In a deposition, the witness gives testimony in a location such as a lawyer's office, with the court clerk to record it and lawyers present. The witness indicates that he or she will tell the truth, and provides testimony. The lawyers usually guide the witness through the testimony with a series of questions. When the testimony is over, the witness signs the prepared witness affidavit and another person signs as well, acting as a witness to the fact that the deposition proceeded as stated.
If a witness cannot be present in court for the trial, a witness affidavit may be read into the court record.
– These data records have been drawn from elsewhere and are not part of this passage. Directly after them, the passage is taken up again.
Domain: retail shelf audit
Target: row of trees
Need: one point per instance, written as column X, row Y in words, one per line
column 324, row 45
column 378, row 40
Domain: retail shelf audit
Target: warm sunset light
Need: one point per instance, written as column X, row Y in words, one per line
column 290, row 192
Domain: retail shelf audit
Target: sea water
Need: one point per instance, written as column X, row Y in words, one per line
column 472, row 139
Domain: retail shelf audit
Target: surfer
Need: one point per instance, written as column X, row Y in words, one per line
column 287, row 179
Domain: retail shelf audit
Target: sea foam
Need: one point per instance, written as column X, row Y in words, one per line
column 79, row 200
It is accepted just like regular court testimony because the witness has sworn to the truth of the document, and lawyers for both sides had an opportunity to ask questions during the deposition, so the right to cross examination has not been infringed.
Another way in which a witness affidavit can be used in court is in a challenge to testimony. If a witness tells two different stories, a lawyer can ask why they differ. Clear contradictions which suggest that the witness is falsifying information, rather than simply misremembering or misstating, can be used to undermine the testimony of the witness and potentially to charge the witness with perjury or contempt of court.
If you are asked to give a deposition in relation to a trial, you must comply. It is important to be aware that once sworn in, a witness cannot falsify information without legal penalties. When the witness affidavit is prepared and your signature is requested, read through it to make sure that your deposition is accurately represented. If information appears to be erroneous, do not sign the document, and request that the document be compared with the transcript taken by the court recorder during the deposition to correct the problem.
People may also use the term “witness affidavit” to describe any sort of legal form which is filled out to testify to the truth of a matter, not necessarily to a record of a deposition. For example, someone can fill out and sign an affidavit indicating that he or she witnessed a marriage, upholding the claim that the marriage is legally valid.